Proprio il Kurdistan iracheno, entità governativa minacciata dalle milizie di Al Baghdadi, starebbe contribuendo a foraggiare lo stesso ISIS (di Giovanni Andriolo) L’amministrazione Obama dichiara di aver danneggiato, con i bombardamenti degli ultimi mesi, il commercio di petrolio e gas che avrebbe reso lo Stato Islamico dell’Iraq e del Levante (ISIS) l’organizzazione terroristica più ricca al mondo. Secondo il Wall Street Journal, infatti, gli Stati Uniti starebbero combinando il bombardamento delle infrastrutture energetiche controllate da ISIS in Siria e Iraq con un tracciamento delle vie di contrabbando di petrolio e gas verso la Turchia e il Kurdistan.

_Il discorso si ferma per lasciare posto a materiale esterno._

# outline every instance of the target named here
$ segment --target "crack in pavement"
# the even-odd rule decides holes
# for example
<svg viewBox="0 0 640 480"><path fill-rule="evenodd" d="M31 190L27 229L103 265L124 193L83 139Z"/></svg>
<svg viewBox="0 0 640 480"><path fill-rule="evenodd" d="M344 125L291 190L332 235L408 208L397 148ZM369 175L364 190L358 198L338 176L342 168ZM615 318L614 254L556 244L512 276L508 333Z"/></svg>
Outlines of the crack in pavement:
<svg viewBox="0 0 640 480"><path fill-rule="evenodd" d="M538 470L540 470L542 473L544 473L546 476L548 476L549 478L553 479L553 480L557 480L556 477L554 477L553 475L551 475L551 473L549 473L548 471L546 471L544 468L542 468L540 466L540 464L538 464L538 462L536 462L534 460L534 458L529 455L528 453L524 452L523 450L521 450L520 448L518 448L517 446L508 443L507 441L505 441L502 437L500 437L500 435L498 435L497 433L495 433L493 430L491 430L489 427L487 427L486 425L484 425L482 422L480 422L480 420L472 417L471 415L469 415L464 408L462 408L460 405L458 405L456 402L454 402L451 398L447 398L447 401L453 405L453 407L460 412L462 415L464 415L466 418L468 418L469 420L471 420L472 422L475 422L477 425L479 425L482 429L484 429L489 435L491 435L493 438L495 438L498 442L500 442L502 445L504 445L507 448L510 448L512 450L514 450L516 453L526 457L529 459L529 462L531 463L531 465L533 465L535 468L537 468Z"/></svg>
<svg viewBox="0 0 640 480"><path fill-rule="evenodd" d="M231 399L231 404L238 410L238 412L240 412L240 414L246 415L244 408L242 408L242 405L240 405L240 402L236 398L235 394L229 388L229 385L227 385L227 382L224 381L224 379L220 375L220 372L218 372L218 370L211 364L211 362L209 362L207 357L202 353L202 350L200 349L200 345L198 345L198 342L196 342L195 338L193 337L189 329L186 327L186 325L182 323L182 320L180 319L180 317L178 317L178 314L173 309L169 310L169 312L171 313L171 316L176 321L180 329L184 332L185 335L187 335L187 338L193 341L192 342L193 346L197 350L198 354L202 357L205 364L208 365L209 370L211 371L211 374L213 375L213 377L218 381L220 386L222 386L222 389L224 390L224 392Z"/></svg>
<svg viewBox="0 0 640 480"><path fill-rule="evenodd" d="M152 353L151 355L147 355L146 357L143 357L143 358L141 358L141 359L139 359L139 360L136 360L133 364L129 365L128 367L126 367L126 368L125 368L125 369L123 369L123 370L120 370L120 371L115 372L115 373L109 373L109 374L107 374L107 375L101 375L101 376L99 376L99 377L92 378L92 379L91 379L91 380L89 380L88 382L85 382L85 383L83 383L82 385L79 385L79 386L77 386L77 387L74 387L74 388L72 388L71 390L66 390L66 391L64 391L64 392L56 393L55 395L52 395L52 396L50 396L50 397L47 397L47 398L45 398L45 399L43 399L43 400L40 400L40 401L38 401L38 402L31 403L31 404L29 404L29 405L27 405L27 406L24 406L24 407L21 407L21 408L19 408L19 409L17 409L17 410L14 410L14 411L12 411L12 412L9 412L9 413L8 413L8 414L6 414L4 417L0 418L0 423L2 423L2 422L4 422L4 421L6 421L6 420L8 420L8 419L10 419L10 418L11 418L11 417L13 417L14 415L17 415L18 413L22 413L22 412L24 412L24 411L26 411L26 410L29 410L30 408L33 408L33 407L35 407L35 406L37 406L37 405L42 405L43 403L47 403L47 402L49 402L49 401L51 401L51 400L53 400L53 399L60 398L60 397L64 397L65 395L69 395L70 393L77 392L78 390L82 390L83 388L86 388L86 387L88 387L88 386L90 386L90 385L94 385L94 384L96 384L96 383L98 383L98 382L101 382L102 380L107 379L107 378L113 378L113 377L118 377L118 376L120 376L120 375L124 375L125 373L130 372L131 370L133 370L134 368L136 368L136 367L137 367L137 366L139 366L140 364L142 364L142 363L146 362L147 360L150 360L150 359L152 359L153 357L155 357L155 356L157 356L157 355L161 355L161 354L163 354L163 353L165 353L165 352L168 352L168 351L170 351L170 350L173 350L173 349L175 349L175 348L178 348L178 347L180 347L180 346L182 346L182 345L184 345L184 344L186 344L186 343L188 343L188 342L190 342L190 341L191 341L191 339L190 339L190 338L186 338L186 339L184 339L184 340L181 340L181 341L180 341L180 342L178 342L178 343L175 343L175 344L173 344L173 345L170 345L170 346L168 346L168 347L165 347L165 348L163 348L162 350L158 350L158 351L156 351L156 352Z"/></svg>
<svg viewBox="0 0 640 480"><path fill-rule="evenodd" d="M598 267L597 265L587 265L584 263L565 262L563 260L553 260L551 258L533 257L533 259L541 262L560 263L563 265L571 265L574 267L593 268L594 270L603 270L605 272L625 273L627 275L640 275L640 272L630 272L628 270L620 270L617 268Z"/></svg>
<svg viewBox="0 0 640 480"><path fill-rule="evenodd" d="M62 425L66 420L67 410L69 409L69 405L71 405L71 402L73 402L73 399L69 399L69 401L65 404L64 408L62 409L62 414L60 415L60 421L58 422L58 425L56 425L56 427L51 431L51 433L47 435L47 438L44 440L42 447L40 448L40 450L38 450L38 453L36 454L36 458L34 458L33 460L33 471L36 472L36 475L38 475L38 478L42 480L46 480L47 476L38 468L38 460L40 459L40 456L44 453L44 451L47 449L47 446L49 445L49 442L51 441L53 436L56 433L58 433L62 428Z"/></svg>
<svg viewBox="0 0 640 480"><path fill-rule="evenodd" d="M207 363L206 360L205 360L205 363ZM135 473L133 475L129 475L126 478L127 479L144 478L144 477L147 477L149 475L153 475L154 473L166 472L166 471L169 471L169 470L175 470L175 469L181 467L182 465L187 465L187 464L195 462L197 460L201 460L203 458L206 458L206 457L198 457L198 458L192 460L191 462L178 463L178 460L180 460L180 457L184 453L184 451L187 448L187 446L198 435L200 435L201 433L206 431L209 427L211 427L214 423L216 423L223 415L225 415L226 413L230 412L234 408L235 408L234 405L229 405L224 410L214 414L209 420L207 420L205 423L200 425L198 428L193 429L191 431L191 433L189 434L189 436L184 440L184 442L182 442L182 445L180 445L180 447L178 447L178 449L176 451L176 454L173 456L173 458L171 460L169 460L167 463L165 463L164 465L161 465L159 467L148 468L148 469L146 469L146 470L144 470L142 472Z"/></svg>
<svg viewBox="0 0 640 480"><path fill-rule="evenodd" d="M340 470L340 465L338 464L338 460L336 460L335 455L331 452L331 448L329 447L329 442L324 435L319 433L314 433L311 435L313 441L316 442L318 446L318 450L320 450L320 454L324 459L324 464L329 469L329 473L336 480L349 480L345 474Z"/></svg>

Sorge spontaneo un collegamento: proprio il Kurdistan iracheno, entità governativa minacciata dalle milizie di Al Baghdadi, tanto da fornire a Stati Uniti e diversi paesi europei ed extraeuropei una motivazione sufficiente per intervenire militarmente nella regione, starebbe contribuendo a foraggiare lo stesso ISIS?
In ottobre, il dipartimento del tesoro statunitense stimava che lo Stato Islamico stesse guadagnando da uno a due milioni di dollari al giorno grazie al contrabbando di petrolio. Secondo il WSJ, che cita fonti governative statunitensi, questa cifra sarebbe attualmente scesa.

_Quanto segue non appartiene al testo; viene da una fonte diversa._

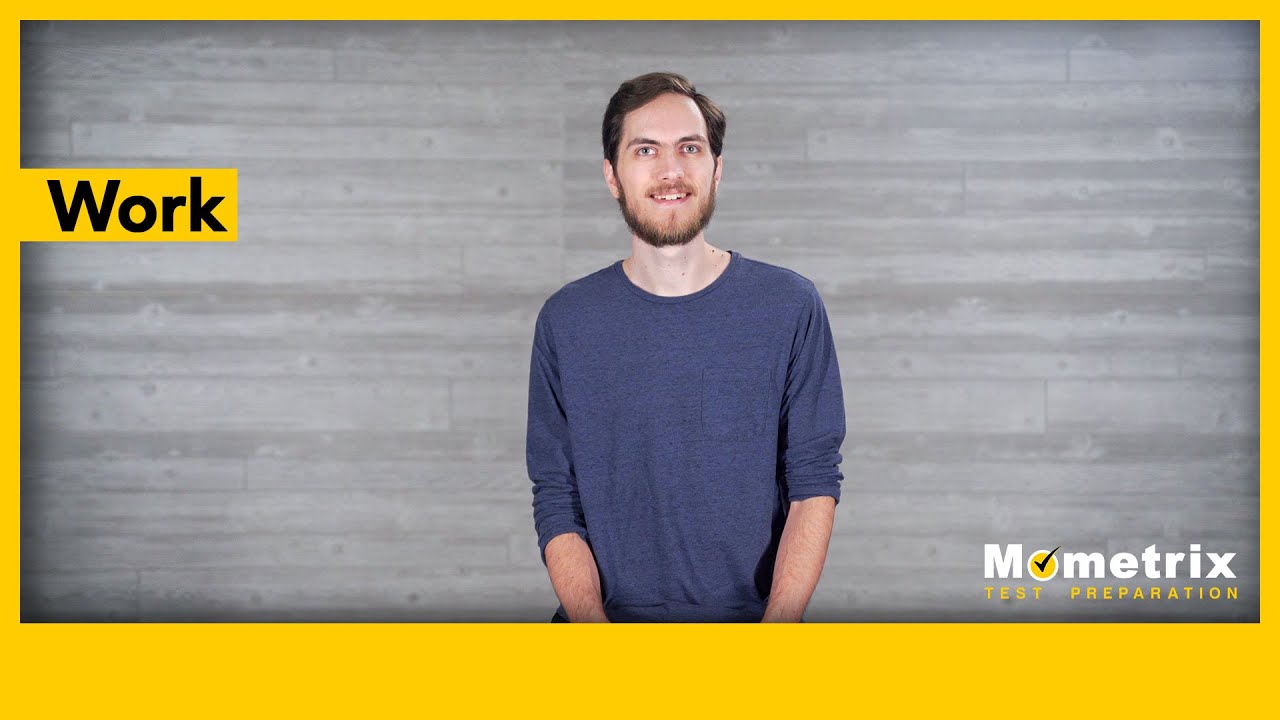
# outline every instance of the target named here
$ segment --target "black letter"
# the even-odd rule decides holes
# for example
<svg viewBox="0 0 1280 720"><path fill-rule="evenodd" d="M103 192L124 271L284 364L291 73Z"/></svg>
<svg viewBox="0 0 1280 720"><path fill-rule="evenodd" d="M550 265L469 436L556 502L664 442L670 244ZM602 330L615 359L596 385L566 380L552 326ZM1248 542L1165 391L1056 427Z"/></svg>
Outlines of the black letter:
<svg viewBox="0 0 1280 720"><path fill-rule="evenodd" d="M187 199L180 195L178 197L165 195L160 199L160 202L164 205L164 224L161 227L165 232L170 232L173 231L173 214L178 208L187 204Z"/></svg>
<svg viewBox="0 0 1280 720"><path fill-rule="evenodd" d="M200 222L204 220L214 232L227 232L227 228L214 217L214 208L223 201L221 195L209 199L209 202L200 204L200 178L191 178L191 232L200 232Z"/></svg>
<svg viewBox="0 0 1280 720"><path fill-rule="evenodd" d="M133 218L129 217L129 211L134 208L142 208L142 222L134 223ZM151 229L151 225L156 224L156 204L142 197L141 195L131 195L120 202L120 227L129 232L146 232Z"/></svg>
<svg viewBox="0 0 1280 720"><path fill-rule="evenodd" d="M104 232L106 229L106 223L111 220L111 206L115 205L115 191L120 187L120 181L106 181L106 195L102 197L102 206L97 206L97 200L93 197L93 187L90 186L88 181L79 181L76 183L76 192L72 195L72 208L67 209L67 197L63 196L63 184L55 179L47 181L49 183L49 197L54 201L54 211L58 213L58 224L63 228L63 232L72 232L76 229L76 223L79 222L79 209L81 204L88 204L88 224L96 232Z"/></svg>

Tuttavia, la struttura economica dell’ISIS non si ferma al settore energetico: altre attività, come rapimenti, estorsioni, la vendita di reperti archeologici iracheni e siriani, sarebbero i settori più redditizi. Così come, prosegue il WSJ, le donazioni da paesi del Golfo persico, come Qatar e Kuwait.
Le operazioni militari statunitensi avrebbero preso di mira l’infrastruttura petrolifera controllata dall’ISIS, incluse raffineria e strutture di distribuzione , nell’est della Siria e nell’ovest dell’Iraq. In Siria, l’ISIS controllerebbe circa 8 giacimenti di petrolio.
L’Amministrazione Obama avrebbe inoltre accresciuto la cooperazione con la Turchia e il governo semiautonomo del Kurdistan per contrastare il contrabbando di risorse lungo i territori di questi due paesi attraverso una migliore gestione del controllo dei confini.
Tuttavia, dichiara Amos Hochstein, l’inviato speciale statunitense e coordinatore per gli affari energetici internazionali, c’è ancora molto lavoro da fare. La situazione sul campo sembra dargli ragione.